Along with temperature, what degree of predicted flooding would it take for you to flee?

22 comments
  1. We’re having four straight days of 100+ highs this week. Get me outta here!!!

  2. …evacuate the *region*? Do you have any idea how big of an area you’re talking about?

    I ain’t leaving till James Spann tells me to leave. This is the way.

  3. Even if it’s 120 outside as long as my AC is working there’s no reason to evacuate, just gotta be mindful and use common sense when outside.

    For flooding the coast isn’t too far from me, I might have 1.5-2 feet of flooding before I need to get worried.

  4. If you’re including Florida in this, it would have to be significantly hotter, 10 degrees Fahrenheit a day on average or more, for me to consider moving just for that reason. I’m already used to moving from air conditioned location to air conditioned location, so the heat isn’t a big deal to me.

    Any flooding would have to pose a significant threat to my home or vital infrastructure to cause me to leave.

  5. In the event that the South becomes so hot that it’s uninhabitable, we’ve got bigger problems than people fleeing the South. People live in Qatar, etc.

  6. Evacuate?

    It would have to become literally inhospitable for me to leave. The heat can be brutal but I’ve been dealing with it my whole life. I really don’t have to be outside for any extended periods either, so it would have to get to the point that human life is infeasible before I made that decision.

  7. Texas gulf coast here. We got hit by Harvey. Fleeing from predicted flooding is a dangerous idea. You get stuck on the roads and the roads are designed to flood to keep homes and business from flooding. We were very conscious of the flood maps when we bought our house. We talked to the neighbors who have been here since the 70s. The neighborhood has never flooded. If it didn’t flood in Harvey, I doubt it will flood in my lifetime. We buy our supplies and hunker down. We have a few home improvement projects to tackle before this, but I want to put in a whole home generator.

    Edit: typo

  8. Lol. The heat index was 120 last week and I’m still here, so above that. I’m pretty sure I’m not leaving based on temperature alone. Born and raised here.

    Flooding? Well, I live on the top of a pretty big ridge. If I’m flooded out, thousands are dead already. Probably going to stay up here because it’s safer than going down to where the water is.

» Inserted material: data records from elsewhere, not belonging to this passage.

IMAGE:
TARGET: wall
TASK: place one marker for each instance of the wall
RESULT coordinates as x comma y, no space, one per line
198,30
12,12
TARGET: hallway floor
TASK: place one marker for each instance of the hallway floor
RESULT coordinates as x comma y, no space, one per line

    People of the Deep South are tough birds. We don’t tend to evacuate or flee. We tend to dig in and deal with it.

  9. Probably 120°F or higher. Where I live the highs are around 95-101° and it’s not too unbearable if I’m inside with the AC, but I sure as hell won’t be going outside

  10. Wouldn’t even consider it until 120. At 130 for more than one day I’d most likely evacuate.

  11. Florida is barely an inhabitable climate now, I don’t know if getting a bit less inhabitable will make people leave

  12. The last thing southern people do when it’s hot is flee. The higher the temp, the slower you move.

  13. Temperature has no limit. Even as southerner, as much as it may be hard for even me to believe, there are inhabited parts of the world that are hotter. Plus, in modern days, so long energy prices don’t keep going up, we have air conditioning down south, which makes living in the south a lot easier.

    Flooding depends on a number of things. How fast is it coming down? 28 inches of rain over the course of the year isn’t that bad, but 28″ in matter of hours is no joke. Also, is your home off the ground. If your home is off the ground, the floodwaters will be underneath a house just like water is underneath an oil rig. Provided you have enough food and fresh drinking water, maybe electricity via a generator, you could ride out a flooding event. If your home is not built off the ground, you ought to watch weather forecasts and evacuation orders more closely.

  14. IIRC, if you look at the climate models, the closer to the equator you are, the less the temperature is expected to rise, and the closer to the poles the more. So deep south may see a 3-5 degree temperature increase, with only late July and August being noticeably unbearable. Whereas northern Canada and Russia could become the new breadbasket of the world.

    Not counting repeated extreme weather events, which may induce people to move too. I’d guess the second or third time your house is severely damaged will cause many to leave.

  15. As long as I have working a/c I’m good. I don’t think flooding is a huge concern where I’m at.

  16. If I could afford to evacuate the south, I would’ve done it decades ago. I hate the weather here so much. It legitimately makes my depression and anxiety 1000 times worse.

  17. “What temperature”, but your question has to do with flooding?

    What does one have to do with the other?